Saturday, October 5, 2013

My Two Weeks as a Copywriter.

Seven weeks ago I blogged that I was hopefully embarking on a new career as a copywriter at a local radio station. I thought I was going to be doing a few weeks trial and then they would decide whether to keep me on. That was at least what my job provider told me, but the radio station had different ideas. They only ever planned to give me a couple of weeks work experience. I had the attitude that I would treat it as a learning experience and learn everything I could about copywriting.

I turned up ready and raring to go at the start of September and I was told that my start date would be postponed for two weeks. For those two weeks I waited for the call telling me the whole thing had been called off. But two weeks later I turned up for my first day.

The copywriter was busy, announcing, so the producer asked me to write some community service announcements. The first one I wrote started with a question, and I was told, don’t start with a question as it is too easy for the listener to answer in the negative and then not listen to the rest of the announcement. Fair enough.

I had done a bit of research on copywriting before I started so I had a fair idea what a radio commercial should contain. I had found that about half the commercial scripts I looked at, started with questions, but I was not about to argue with the producer. Instead, I determined to come up with more original commercial beginnings.

That afternoon I worked with the station’s copywriter. He, like the producer, stressed that radio commercials have to be conversational, which was a real shift in the way I write. He then got me to write a few commercials.

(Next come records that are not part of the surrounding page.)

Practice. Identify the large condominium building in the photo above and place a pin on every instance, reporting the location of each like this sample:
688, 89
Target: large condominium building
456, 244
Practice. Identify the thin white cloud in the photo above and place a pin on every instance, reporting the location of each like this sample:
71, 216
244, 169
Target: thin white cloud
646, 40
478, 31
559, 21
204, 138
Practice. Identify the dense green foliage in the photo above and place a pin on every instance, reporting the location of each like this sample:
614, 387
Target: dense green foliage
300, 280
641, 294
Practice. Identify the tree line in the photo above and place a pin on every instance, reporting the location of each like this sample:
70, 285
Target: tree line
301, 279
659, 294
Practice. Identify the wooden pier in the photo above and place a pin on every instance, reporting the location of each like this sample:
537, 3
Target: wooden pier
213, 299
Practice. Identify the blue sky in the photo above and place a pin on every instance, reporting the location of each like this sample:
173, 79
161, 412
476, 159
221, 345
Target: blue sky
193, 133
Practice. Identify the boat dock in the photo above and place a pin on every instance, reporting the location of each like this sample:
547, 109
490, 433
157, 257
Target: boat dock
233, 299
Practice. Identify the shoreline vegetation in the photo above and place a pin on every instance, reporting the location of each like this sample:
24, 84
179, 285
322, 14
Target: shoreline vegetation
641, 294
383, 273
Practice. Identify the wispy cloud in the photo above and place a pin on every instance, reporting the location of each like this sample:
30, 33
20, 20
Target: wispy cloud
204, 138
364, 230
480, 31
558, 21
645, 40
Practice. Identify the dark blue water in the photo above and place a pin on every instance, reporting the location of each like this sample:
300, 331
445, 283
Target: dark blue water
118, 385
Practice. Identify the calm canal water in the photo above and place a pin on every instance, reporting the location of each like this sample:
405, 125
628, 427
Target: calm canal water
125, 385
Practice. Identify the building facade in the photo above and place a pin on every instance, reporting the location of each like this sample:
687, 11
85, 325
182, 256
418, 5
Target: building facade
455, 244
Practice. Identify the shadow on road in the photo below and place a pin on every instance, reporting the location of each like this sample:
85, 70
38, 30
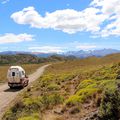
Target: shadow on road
13, 90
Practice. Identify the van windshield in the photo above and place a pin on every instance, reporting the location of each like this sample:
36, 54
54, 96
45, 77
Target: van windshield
13, 74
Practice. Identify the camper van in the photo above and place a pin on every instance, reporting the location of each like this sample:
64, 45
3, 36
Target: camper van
16, 77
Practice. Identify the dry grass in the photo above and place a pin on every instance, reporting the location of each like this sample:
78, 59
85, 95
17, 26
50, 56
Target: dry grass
29, 68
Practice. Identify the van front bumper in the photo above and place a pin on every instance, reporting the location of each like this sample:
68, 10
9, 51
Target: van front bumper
15, 84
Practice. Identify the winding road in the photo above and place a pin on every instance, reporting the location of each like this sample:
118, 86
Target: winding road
7, 95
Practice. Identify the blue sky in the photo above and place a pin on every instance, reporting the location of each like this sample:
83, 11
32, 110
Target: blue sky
58, 26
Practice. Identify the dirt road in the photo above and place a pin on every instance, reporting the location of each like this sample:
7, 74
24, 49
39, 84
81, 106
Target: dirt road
7, 95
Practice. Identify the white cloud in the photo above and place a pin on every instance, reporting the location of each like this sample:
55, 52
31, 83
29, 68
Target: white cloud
86, 47
102, 18
13, 38
46, 49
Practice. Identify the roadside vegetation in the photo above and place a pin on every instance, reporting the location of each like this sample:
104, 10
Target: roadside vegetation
73, 89
29, 68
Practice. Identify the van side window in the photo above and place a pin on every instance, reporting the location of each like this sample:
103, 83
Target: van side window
13, 74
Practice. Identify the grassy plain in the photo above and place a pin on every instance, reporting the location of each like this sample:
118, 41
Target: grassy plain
71, 89
29, 68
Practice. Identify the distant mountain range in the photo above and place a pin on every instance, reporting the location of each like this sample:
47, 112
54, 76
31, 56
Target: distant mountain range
78, 54
97, 53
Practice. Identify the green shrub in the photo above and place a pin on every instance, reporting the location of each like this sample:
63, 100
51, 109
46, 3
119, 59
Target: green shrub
53, 99
34, 116
53, 86
110, 105
85, 83
74, 100
33, 103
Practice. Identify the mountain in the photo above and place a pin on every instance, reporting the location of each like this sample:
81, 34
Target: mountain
97, 53
78, 54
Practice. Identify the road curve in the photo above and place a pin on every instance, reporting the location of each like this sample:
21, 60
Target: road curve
7, 95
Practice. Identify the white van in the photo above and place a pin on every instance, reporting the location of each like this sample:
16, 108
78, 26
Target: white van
16, 77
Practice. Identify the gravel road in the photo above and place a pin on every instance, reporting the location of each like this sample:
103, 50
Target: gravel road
7, 95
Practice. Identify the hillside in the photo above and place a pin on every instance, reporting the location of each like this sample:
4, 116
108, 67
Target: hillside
28, 58
78, 54
72, 90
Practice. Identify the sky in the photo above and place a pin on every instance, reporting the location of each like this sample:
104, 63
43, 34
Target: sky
59, 26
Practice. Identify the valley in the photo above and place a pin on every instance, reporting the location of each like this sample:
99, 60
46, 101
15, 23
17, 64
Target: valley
72, 90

I found the hardest thing to write was the opening sentence. Once I had the first sentence written I also had the tone and theme for the commercial. I then watched as the copywriter made my commercials punchier.

I was only there on Monday, Wednesday and Friday of each week. On the days I wasn’t there I did a bit more research into commercials. My job provider kept on telling me I was doing well, which actually got me thinking I might end up with a job. I did seem to be getting on well with everyone I worked with.

But then, after two weeks, the learning experience ended. The producer told me that Edge FM was only a small radio station so everyone who worked there had to be multi-talented: copywriters also had to be announcers.

I think it was too steep a learning curve for myself to get over anyway. By the end of the two weeks I was relatively happy with the ideas I was coming up for commercials, but still thought my writing needed to become much more conversational and punchier.

The station manager got me back in last Thursday for a debrief. He said I fitted in well, but they did not have the money or work to employ me. He did say that they may get me in if the copywriter is sick or goes on holidays. So there is a slim hope.  


James Frenkel said...

With competition from tv and the internet these days, and dominated by big corporations with many stations, radio is a brutally tough business. At least it's that way in the U.S. I have the feeling that it's tough everywhere. It doesn't surprise me to hear that the station wants everyone there to be multi-talented. A small station has little choice. So maybe you should start practicing your DJ patter.

But seriously, good luck. Have you thought of approaching advertising agencies for copywriting work?

Satima Flavell said...

All grist for the mill, Graham!

Anthony J. Langford said...

That's great experience, but how times have changed. The cities swallowed all up radio and tv stations in the early 90's. Very sad for regional towns. I too got my start in regional tv - also through work experience. However this was in the 80's -when each town had its own identity. Now everything is amalgamated. Very sad. I wouldn't hold your breath but at least it have you some insight and experience.

graywave said...

For a writer, no experience is wasted. Now, at the very least you can write a novel set in a radio station (with the lovable copywriter out of his depth in the announcer role and the fresh-faced intern trying to grab his copywriting job).

Graham Clements said...

I like your story idea Graham (Greywave). I might change the main character in my latest novel from having worked in country television (where I have also worked)to working in radio.

Graham Clements said...


Even Edge FM is an amalgamation of radio stations. It has an AM version of 3NE and also runs radio stations in Deniliquin and Echuca. I just wish there was a local advertising agency to try.


Graham Clements said...


As I think I mentioned to you before, I used to work for Prime Television in the Traffic Department. Last I heard all the commercial scheduling was now centralised in Canberra for Prime. I know the local news now comes from there too. I am hoping that I can find some way of getting paid for copywriting online.

I did enjoy my time at the radio station though. Amazing how the radio announcers always seemed to be up. Wish I had whatever they were on (just massive enthusiasm I think).